## Sunday, November 11, 2012

### Inverse trigonometric functions in SQL

Databases are primarily used to store and retrieve data by applications and occasionally by users who directly query the database. When actions, outside the domain of storing and retrieving data are needed a lot of people, who do lack SQL development knowledge will go to the application layer of a stack to build in calculation and logic functions. In some cases this makes sense however in some other cased it would make sense to build some of the logic and some of the calculations into the database side of the application stack.

To be able to make full use of the application side of the stack it is needed to understand what is available to a developer from within the Oracle database by default. For example it is not known to all Oracle SQL (PL/SQL) developers that all mathematical inverse trigonometric functions are directly available for use within the SQL language.

In mathematics, the inverse trigonometric functions (occasionally called cyclometric functions) are the inverse functions of the trigonometric functions with suitably restricted domains.

The notations sin−1, cos−1, tan−1, etc. are often used for arcsin, arccos, arctan, etc., but this convention logically conflicts with the common semantics for expressions like sin2(x), which refer to numeric power rather than function composition, and therefore may result in confusion between multiplicative inverse and compositional inverse.
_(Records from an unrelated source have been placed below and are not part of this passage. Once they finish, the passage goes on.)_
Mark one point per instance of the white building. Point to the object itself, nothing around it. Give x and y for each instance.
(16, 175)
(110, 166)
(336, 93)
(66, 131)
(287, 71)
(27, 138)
In computer programming languages the functions arcsin, arccos, arctan, are usually called asin, acos, atan. Many programming languages also provide the two-argument atan2 function, which computes the arctangent of y / x given y and x, but with a range of (−π, π].

Within the Oracle database we have the functions ACOS, ASIN, ATAN and ATAN2 available as in many other programming languages. All are very straight forward in use. Below you can find the examples:

ACOS
As an example for the Oracle SQL ACOS function you can execute the below;
```
SELECT
acos(.3)
FROM
dual;
```

This will give you the following result;
```  1.2661036727794991112593187304122222822
```

Which is quite a precise number and might not be needed in all cases so you can apply a round to if for example from 3 which can be done by executing it in the following manner;
```
SELECT
round(acos(.3),4)
FROM
dual;
```

This will provide you with the following outcome (rounding can be done to any number you like simply by using the ROUND function in combination with the ACOS function;
```  1.2661
```

ASIN
As  an example to use the Oracle SQL ASIN function you can execute the below;
```
SELECT
asin(.3)
FROM
dual;
```

This will give you the following result;
```  0.3046926540153975079720029612275291599
```

ATAN
As an example to use the Oracle SQL ATAN function you can execute the below;
```
SELECT
atan(.3)
FROM
dual;
```

This will give you the following result;
```  0.2914567944778670919956046214328911935013
```

ATAN2
As an example to use the Oracle SQL ATAN2 function you can execute the below;
```
SELECT
atan2(.4,.5)
FROM
dual;
```

This will give you the following result;
```  0.674740942223552663056520973609813615077
```

All above mentioned functions are by default precise to 30 decimal digits (unless you use the ROUND function as showed in the ACOS example).